心力衰竭中的交感神经流出：ANG II、NO 和 ROS

• 批准号: 6928281
• 负责人: Irving H Zucker
• 金额: $ 35.93万
• 依托单位: UNIVERSITY OF NEBRASKA MEDICAL CENTER
• 依托单位国家: 美国
• 财政年份: 2004
• 资助国家: 美国
• 起止时间: 2004-07-01 至 2009-06-30
• 项目状态: 已结题
• 来源: https://reporter.nih.gov/project-details/6928281
• 关键词: NAD(P)H dehydrogenase; angiotensin II; angiotensin receptor; autonomic reflex; baroreflex; electrophysiology; exercise; free radical oxygen; gene expression; heart conduction system; heart electrical activity; heart failure; heart innervation; hypothalamic pituitary adrenal axis; immunocytochemistry; laboratory rabbit; neurohormones; neuroregulation; nitric oxide; nitric oxide synthase; pathologic process; rest; superoxide dismutase; sympathetic nervous system; transfection; western blottings

The mechanisms that are responsible for modulating sympathetic outflow in the normal state have been investigated for many years and are widely accepted as those which involve peripheral reflex feedback as well as hormonal mediation of neurotransmission in classical pressor and depressor areas of the medulla. The situation in sympatho-excitatory states is not as clear. Our previous studies along with the preliminary data described in this grant application indicate that important components in the generation of sympatho-excitation in chronic heart failure (CHF) are the substances angiotensin II (Ang II) and nitric oxide (NO). While these substances may have direct effects on central synaptic function they also may act indirectly by activation of additional pathways. Our preliminary data suggest that reactive oxidant species (ROS) are important contributors to the sympatho-excitatory state in CHF. In this proposal we hypothesize that many of the central sympatho-excitatory actions of Ang II in the CHF state are mediated by activation of the pro-oxidant enzyme NAD(P)H oxidase. We propose experiments using novel methodological tools to understand the role of ROS and NAD(P)H oxidase in sympatho-excitation at rest and in response to Ang II in rabbits with CHF, evaluate the interaction between NO and Ang II in the central nervous system of rabbits with CHF, determine the effects of exercise training on the sympatho-excitatory responses to Ang II and on the involvement of NAD(P)H oxidase in these responses. In order to carry out these experiments we will use both pharmacological and genetic manipulations of superoxide dismutase and NAD(P)H oxidase. We will determine the role of the Ang II type 1 receptor in mediating these responses and its role in chronic changes of ROS in the CHF state. Overall, these studies will provide new information on the role of ROS in the sympatho-excitation and pathogenesis of CHF. Interventions that are likely to reduce the influence of central ROS will be another important outcome of these experiments. Finally, this project is highly interactive with the other 3 projects in this PPG.

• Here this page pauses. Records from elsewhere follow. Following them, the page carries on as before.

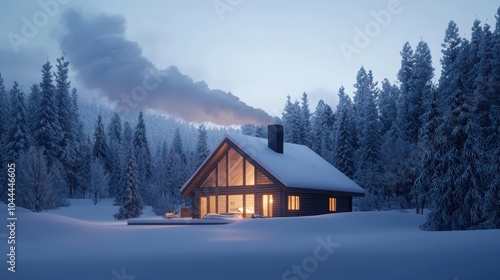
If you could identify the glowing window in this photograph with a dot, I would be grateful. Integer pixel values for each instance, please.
(332, 204)
(222, 172)
(293, 202)
(235, 168)
(210, 181)
(249, 174)
(235, 203)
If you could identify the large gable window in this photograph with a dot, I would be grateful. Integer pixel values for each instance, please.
(293, 202)
(233, 170)
(332, 204)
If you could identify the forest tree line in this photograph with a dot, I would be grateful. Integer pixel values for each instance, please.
(413, 144)
(418, 144)
(44, 136)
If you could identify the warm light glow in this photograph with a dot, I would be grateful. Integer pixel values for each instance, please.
(332, 204)
(293, 202)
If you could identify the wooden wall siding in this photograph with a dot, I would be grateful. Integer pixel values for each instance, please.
(276, 191)
(235, 168)
(261, 179)
(316, 204)
(222, 172)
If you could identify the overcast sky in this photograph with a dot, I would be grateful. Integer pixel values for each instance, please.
(260, 51)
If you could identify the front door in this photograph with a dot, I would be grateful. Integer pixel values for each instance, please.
(267, 205)
(203, 206)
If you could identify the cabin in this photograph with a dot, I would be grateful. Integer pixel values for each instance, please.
(259, 177)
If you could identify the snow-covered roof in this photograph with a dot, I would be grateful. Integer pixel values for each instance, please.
(297, 167)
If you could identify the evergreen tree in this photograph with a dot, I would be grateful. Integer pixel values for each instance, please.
(3, 131)
(115, 152)
(176, 167)
(100, 150)
(387, 101)
(404, 76)
(448, 79)
(82, 153)
(261, 131)
(456, 188)
(17, 138)
(48, 131)
(420, 89)
(141, 147)
(367, 121)
(291, 120)
(132, 202)
(344, 148)
(82, 180)
(144, 160)
(305, 121)
(115, 130)
(33, 106)
(202, 150)
(427, 150)
(63, 101)
(323, 131)
(36, 190)
(248, 129)
(4, 112)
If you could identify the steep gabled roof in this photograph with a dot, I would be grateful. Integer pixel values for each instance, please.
(297, 167)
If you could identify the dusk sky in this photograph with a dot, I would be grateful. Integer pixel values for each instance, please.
(260, 51)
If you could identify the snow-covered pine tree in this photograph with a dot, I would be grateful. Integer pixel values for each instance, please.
(387, 100)
(3, 113)
(291, 121)
(248, 129)
(367, 122)
(98, 181)
(261, 131)
(144, 160)
(63, 101)
(82, 172)
(323, 131)
(202, 150)
(491, 207)
(48, 131)
(82, 152)
(132, 202)
(101, 149)
(420, 89)
(36, 190)
(17, 137)
(404, 77)
(115, 130)
(457, 189)
(176, 167)
(343, 144)
(141, 147)
(3, 130)
(448, 79)
(426, 150)
(368, 127)
(115, 152)
(305, 121)
(33, 107)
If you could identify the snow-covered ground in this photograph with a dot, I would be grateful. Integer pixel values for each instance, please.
(84, 242)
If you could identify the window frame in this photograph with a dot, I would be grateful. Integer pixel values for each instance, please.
(332, 204)
(293, 202)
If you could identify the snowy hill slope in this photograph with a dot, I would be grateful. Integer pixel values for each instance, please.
(360, 245)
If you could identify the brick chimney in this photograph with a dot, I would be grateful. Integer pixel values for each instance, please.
(275, 137)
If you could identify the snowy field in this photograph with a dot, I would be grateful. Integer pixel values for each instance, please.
(84, 242)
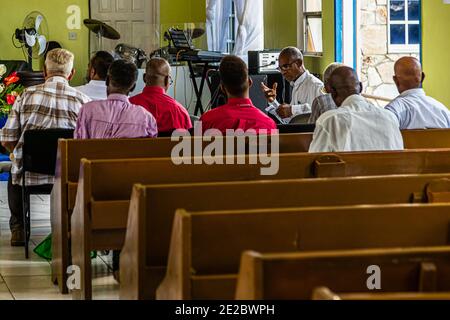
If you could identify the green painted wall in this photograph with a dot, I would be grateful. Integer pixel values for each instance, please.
(182, 11)
(436, 48)
(281, 30)
(13, 13)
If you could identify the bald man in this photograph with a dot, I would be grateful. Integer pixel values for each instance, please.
(413, 109)
(356, 125)
(305, 87)
(170, 115)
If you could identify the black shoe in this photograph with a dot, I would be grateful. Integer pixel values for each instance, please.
(17, 238)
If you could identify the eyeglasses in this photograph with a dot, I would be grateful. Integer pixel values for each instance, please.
(286, 66)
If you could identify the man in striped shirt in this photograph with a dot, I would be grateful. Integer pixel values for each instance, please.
(54, 104)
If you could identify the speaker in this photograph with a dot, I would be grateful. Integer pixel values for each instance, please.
(219, 98)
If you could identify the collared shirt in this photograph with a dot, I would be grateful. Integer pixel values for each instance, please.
(414, 110)
(357, 126)
(114, 118)
(170, 115)
(305, 90)
(321, 105)
(95, 89)
(237, 114)
(54, 104)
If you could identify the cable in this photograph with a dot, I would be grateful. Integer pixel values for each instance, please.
(176, 74)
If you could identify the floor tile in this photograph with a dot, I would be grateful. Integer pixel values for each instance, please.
(34, 288)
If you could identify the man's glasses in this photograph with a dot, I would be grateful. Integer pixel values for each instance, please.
(286, 66)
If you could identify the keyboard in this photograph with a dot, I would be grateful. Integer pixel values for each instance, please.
(201, 56)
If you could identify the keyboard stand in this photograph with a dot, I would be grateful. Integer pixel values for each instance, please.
(199, 90)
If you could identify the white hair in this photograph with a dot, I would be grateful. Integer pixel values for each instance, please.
(59, 62)
(330, 69)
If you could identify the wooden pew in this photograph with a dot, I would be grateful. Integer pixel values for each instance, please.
(110, 183)
(294, 276)
(70, 153)
(324, 293)
(144, 256)
(413, 139)
(426, 139)
(206, 247)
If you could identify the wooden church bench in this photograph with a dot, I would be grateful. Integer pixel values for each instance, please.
(294, 276)
(152, 208)
(206, 247)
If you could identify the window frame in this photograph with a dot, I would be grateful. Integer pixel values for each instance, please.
(301, 27)
(403, 48)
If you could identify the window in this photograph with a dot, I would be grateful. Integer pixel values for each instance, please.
(310, 26)
(404, 26)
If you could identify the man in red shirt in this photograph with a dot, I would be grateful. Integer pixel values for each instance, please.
(239, 112)
(170, 115)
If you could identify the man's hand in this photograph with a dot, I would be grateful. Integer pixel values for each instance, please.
(9, 146)
(285, 111)
(271, 94)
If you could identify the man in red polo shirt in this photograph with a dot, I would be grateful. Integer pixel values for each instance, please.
(170, 115)
(239, 112)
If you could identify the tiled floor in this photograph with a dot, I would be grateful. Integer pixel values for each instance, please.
(23, 279)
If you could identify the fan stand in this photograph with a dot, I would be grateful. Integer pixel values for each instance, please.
(30, 58)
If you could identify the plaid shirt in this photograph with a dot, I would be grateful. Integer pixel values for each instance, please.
(321, 105)
(53, 104)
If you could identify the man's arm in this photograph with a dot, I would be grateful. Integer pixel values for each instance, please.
(9, 146)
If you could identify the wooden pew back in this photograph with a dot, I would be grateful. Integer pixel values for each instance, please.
(152, 210)
(202, 265)
(324, 293)
(294, 276)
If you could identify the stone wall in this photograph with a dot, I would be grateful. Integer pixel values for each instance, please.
(377, 63)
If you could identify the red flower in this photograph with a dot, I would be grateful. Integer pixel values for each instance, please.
(10, 99)
(13, 78)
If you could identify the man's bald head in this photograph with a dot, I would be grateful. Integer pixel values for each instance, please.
(292, 53)
(157, 73)
(290, 63)
(408, 74)
(344, 82)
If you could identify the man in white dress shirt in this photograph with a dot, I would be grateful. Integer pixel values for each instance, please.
(413, 109)
(96, 76)
(306, 87)
(356, 125)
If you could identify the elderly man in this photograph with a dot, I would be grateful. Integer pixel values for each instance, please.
(413, 109)
(54, 104)
(116, 117)
(325, 102)
(96, 76)
(356, 125)
(170, 115)
(306, 87)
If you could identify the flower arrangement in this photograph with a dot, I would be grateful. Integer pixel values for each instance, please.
(10, 89)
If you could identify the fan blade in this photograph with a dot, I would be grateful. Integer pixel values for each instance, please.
(42, 44)
(30, 39)
(38, 22)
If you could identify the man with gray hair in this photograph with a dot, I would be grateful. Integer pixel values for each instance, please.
(324, 103)
(306, 87)
(54, 104)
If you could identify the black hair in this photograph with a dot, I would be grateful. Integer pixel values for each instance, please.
(123, 74)
(101, 62)
(234, 75)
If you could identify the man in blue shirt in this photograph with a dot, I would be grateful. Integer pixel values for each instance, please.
(413, 109)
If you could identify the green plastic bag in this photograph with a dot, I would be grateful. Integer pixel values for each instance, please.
(44, 249)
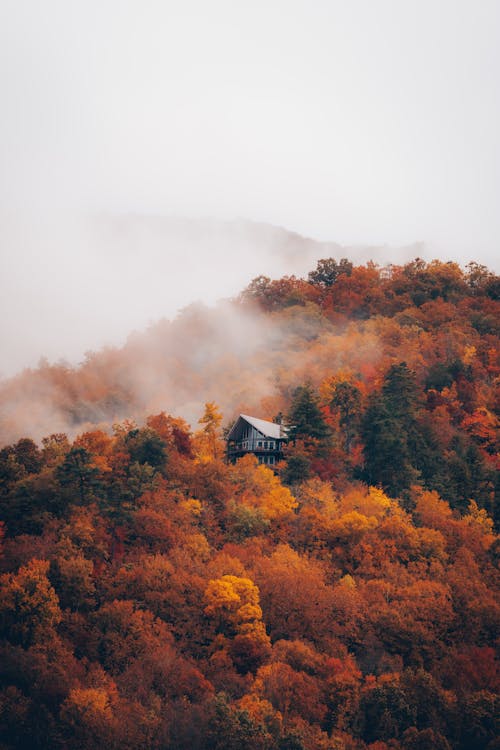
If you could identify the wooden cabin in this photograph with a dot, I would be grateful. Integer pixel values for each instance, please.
(251, 435)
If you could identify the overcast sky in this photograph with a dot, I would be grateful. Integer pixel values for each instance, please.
(356, 121)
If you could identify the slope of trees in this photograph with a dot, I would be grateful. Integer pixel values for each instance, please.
(152, 596)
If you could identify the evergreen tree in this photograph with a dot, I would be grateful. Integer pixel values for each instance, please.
(305, 417)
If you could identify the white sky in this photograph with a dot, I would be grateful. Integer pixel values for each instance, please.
(356, 121)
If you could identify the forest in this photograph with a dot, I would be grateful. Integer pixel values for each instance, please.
(154, 596)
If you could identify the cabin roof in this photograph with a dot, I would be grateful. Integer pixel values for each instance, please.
(268, 429)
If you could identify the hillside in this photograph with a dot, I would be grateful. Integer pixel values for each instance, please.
(153, 596)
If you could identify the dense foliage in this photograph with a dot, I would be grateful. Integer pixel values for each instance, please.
(153, 596)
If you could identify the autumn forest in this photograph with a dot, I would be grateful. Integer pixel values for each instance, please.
(154, 596)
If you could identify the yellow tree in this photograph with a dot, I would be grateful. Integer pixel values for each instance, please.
(234, 602)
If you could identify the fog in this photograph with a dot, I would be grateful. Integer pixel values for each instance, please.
(151, 152)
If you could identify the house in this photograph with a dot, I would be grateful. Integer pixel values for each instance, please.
(251, 435)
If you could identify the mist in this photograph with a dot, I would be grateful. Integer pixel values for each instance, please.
(155, 154)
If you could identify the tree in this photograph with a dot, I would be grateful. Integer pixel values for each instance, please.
(346, 399)
(209, 437)
(328, 270)
(29, 607)
(78, 473)
(305, 417)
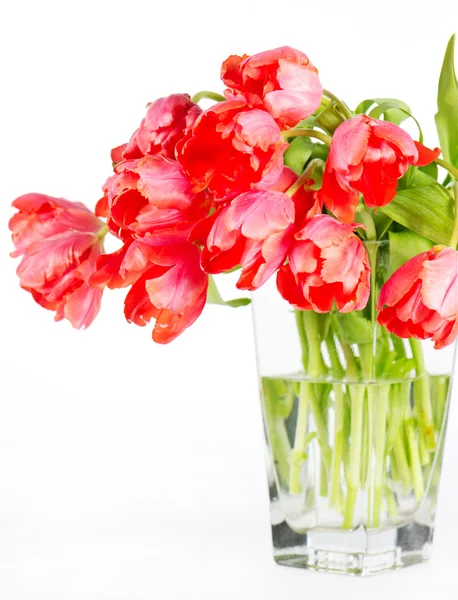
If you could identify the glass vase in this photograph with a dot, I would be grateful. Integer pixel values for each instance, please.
(355, 421)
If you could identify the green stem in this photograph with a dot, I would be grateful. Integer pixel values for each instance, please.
(304, 132)
(350, 359)
(369, 224)
(401, 461)
(343, 107)
(313, 164)
(316, 365)
(302, 338)
(281, 448)
(391, 502)
(447, 166)
(298, 455)
(454, 237)
(317, 369)
(414, 454)
(423, 395)
(357, 401)
(209, 95)
(335, 497)
(336, 494)
(380, 439)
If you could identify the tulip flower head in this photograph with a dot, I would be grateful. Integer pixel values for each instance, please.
(327, 265)
(232, 149)
(420, 299)
(60, 242)
(282, 81)
(368, 157)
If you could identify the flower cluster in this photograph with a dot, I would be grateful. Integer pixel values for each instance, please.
(198, 192)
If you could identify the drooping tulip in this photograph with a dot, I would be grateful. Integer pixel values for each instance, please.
(151, 197)
(420, 299)
(167, 120)
(60, 242)
(368, 157)
(328, 265)
(255, 230)
(282, 81)
(173, 290)
(232, 149)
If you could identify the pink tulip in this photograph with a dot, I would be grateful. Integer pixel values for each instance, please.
(151, 197)
(420, 299)
(282, 81)
(368, 157)
(255, 230)
(60, 241)
(173, 290)
(167, 120)
(232, 149)
(327, 264)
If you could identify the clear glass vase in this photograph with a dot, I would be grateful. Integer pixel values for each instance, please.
(355, 420)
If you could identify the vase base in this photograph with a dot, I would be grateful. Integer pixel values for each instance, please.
(342, 553)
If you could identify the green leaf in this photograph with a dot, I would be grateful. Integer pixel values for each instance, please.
(298, 153)
(427, 210)
(447, 103)
(404, 245)
(364, 106)
(354, 328)
(431, 170)
(214, 297)
(395, 111)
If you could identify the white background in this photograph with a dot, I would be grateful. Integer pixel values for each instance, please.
(134, 471)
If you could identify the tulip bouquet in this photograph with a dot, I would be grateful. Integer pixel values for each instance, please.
(278, 178)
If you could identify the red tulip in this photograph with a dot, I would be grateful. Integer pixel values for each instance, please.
(282, 81)
(327, 264)
(173, 290)
(255, 230)
(167, 120)
(420, 299)
(124, 266)
(368, 157)
(60, 241)
(231, 150)
(151, 197)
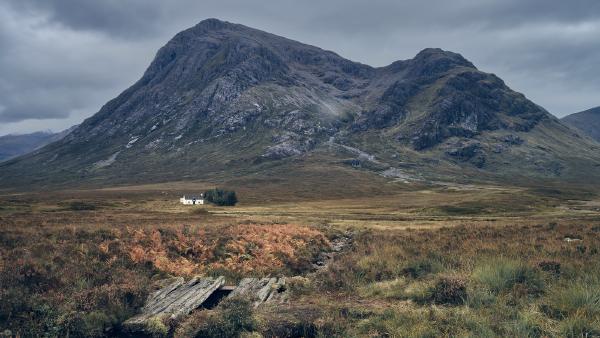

正常状态下负责调节交感神经流出的机制已被研究多年，并被广泛接受为涉及外周反射反馈以及髓质经典升压区和降压区神经传递的激素介导的机制。交感神经兴奋状态的情况并不那么清楚。我们之前的研究以及本次拨款申请中描述的初步数据表明，慢性心力衰竭 (CHF) 中产生交感神经兴奋的重要成分是血管紧张素 II (Ang II) 和一氧化氮 (NO) 物质。虽然这些物质可能对中枢突触功能有直接影响，但它们也可能通过激活其他途径间接发挥作用。我们的初步数据表明，活性氧化剂（ROS）是 CHF 交感神经兴奋状态的重要贡献者。在该提议中，我们假设 CHF 状态下 Ang II 的许多中枢交感神经兴奋作用是由促氧化剂 NAD(P)H 氧化酶的激活介导的。我们建议使用新的方法工具进行实验，以了解 ROS 和 NAD(P)H 氧化酶在静息交感神经兴奋中的作用以及对患有 CHF 的兔子对 Ang II 的反应，评估中枢神经系统中 NO 和 Ang II 之间的相互作用患有 CHF 的兔子，确定运动训练的效果 Ang II 的交感兴奋反应以及 NAD(P)H 氧化酶在这些反应中的参与。为了进行这些实验，我们将使用超氧化物歧化酶和 NAD(P)H 氧化酶的药理学和遗传操作。我们将确定 Ang II 1 型受体在介导这些反应中的作用及其在 CHF 状态下 ROS 慢性变化中的作用。总的来说，这些研究将为 ROS 在交感神经兴奋和 CHF 发病机制中的作用提供新的信息。可能减少中枢活性氧影响的干预措施将是这些实验的另一个重要成果。最后，这个项目与PPG中的其他3个项目互动性很强。